Saturday, October 3, 2009

It was Fate

There was a hobby that Jack introduced me to that I embraced completely.

For a long time I was fascinated by the paranormal.

Out of the blue, Jack got me an issue of Fate magazine. I guess I really enjoyed what I read. Jack got me a subscription to the magazine!

One of the first issues I got in the mail really got me hooked.

The article "Table Up! or How to Tilt a Table" got the ball rolling. This is a way to get answers to all of your questions.

It was easy. Three people sit at the east, south and west sides of a card table. You then rub your hands together until they are warm then place your hands on the table so that your thumbs are touching and your pinkies are touching the person's pinkies next to you. You then chant "Table Up! Table Up! Table Up!" After a short time the legs on the north side of the table rise off of the floor! The table then will answer your questions. You tell it to dip up and down to give the answers. For example, for a yes/no question, you could have it dip once for "yes" and twice for "no." I suppose you need to give it an option like three dips for "I'm not telling!"

It actually worked! Three of us got out the card table, sat around it, did the chanting, and, miracle of miracles!, the legs on the north side of the table rose from the floor! It did its dipping to answer our questions!

I can't remember what sort of questions we asked. I certainly don't remember if the answers were very accurate. But it was a miracle that the table ignored the laws of gravity and dipped out answers.

This led me to the 130s section of Mesa Public Library. I must have checked out every book of their paranormal collection.

I investigated dreams. I studied the Tarot. I got a Ouiji board. I read about UFOs. I thought about telepathy and psychokinesis.

A weird thing about the Ouiji board was that whenever Peggy was on the other side of the planchette, the board would give very rude or obscene answers. I guess Peggy was channelling unhappy spirits. I hope they have found their peace.

I never got good at reading the Tarot cards. I probably needed a teacher. Like most of the things I learned outside of school, I was self-taught. Book learning about mystical things isn't the best way to go. The knowledge probably has to be passed empathetically from master to student.

But mostly I learned about testing hypotheses.

I never saw that any of these mystical activities were shown to be real through reproducible tests.

Fate had features where readers would send in their proofs of survival (of this plane's life) and of mystic experiences. Most were rather silly. One woman told about waking up one night to see an otherworldly surgeon operating on her chronically sore hips. She woke up the next morning and the pain she had experienced for years was gone! She had scars on her hips that were proof that she had had the overnight surgery! Even though I was trying to be a believer and I was rather young, my eyes rolled and I thought, "Lady, you have stretch marks. Maybe you lost some weight and your hips aren't working as hard holding you up."

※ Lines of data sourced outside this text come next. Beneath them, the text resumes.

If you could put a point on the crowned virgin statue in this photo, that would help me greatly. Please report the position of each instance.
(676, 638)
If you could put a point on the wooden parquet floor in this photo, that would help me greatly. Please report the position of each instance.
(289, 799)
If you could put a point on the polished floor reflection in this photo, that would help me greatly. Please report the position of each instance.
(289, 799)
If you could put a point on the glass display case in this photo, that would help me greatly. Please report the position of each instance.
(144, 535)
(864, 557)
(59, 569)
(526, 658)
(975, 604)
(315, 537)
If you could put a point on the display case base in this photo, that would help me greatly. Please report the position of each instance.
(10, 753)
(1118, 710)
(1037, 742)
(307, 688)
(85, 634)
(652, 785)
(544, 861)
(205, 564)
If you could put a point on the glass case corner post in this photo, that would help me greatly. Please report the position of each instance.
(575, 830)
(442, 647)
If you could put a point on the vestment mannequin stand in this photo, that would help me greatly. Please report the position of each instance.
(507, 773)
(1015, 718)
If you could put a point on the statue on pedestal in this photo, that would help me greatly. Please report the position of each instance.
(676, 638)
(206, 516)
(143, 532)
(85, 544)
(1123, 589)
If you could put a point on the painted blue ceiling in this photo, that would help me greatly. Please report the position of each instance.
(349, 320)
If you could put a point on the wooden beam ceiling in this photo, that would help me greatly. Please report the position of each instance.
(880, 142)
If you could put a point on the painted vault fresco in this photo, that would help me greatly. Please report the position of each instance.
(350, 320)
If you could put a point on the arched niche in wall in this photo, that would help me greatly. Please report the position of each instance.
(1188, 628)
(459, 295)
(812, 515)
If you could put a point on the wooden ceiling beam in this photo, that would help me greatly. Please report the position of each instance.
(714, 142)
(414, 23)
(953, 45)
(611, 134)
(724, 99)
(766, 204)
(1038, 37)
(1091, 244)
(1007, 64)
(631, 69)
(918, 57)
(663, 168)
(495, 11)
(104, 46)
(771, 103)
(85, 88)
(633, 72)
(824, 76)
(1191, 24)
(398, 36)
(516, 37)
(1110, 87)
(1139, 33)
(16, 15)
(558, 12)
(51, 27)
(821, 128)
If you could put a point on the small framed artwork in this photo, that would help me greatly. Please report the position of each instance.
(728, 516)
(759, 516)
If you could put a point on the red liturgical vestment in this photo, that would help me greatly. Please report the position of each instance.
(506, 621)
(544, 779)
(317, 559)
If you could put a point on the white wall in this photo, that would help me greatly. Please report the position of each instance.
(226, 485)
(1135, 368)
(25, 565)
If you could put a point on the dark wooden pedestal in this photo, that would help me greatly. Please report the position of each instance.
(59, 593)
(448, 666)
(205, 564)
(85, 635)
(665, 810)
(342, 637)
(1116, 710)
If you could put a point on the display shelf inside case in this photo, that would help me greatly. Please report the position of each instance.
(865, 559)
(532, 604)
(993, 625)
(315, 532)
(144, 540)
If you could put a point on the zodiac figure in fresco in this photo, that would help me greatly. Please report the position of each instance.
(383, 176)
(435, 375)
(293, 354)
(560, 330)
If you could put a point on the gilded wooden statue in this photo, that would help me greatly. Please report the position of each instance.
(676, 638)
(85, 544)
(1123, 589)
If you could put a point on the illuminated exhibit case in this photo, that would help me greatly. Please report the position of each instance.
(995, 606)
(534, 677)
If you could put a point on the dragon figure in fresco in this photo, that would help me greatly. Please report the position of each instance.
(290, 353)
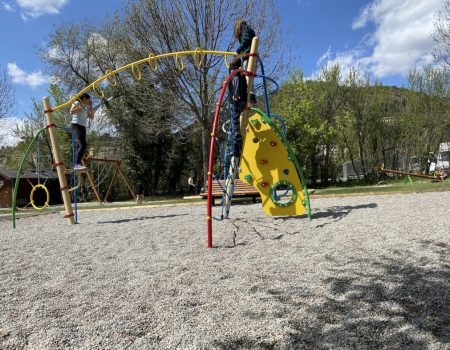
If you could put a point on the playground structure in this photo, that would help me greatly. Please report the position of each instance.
(267, 162)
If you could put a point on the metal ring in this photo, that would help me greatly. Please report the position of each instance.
(198, 51)
(139, 75)
(102, 91)
(32, 195)
(179, 66)
(152, 58)
(111, 82)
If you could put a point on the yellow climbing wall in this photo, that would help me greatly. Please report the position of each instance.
(264, 164)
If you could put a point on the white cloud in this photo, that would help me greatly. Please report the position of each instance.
(402, 38)
(19, 76)
(8, 7)
(325, 57)
(7, 136)
(36, 8)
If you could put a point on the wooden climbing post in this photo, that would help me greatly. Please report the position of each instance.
(59, 165)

I couldn't be a believer. But I still have fond memories of my time trying to find more in this universe than can be experienced by our five traditional senses.

5 comments:

Poss said...

I think I still have a Fate if you want it.

P-Doobie said...

Chelbert is an excellent teacher of the Tarot. I refuse to have a Ouija board in the house.

P-Doobie said...

One book that scared me to death was Strangely Enough! by C. B. Colby. Lots of paranormal and weird things in that one. It seems to be out of print, but copies are available on the secondary market.

Colleen said...

I had a possible telepathy experience several years ago. I was leading a student, as she has asked, to the Religion section of the reference room, and then I pointed out the books on Islam. She asked me how I knew she wanted Islam. "You told me," I said. Then I remembered that when she told me Islam, her lips weren't moving. This could have been a hallucination, false memory, or telepathy. But how could you investigate? I don't know what I (or the student) did, if anything, to make the possible telepathy happen. It may have nothing to do with conscious effort.

RetroMag said...

I still have a couple of books about unexplainable things. Want them?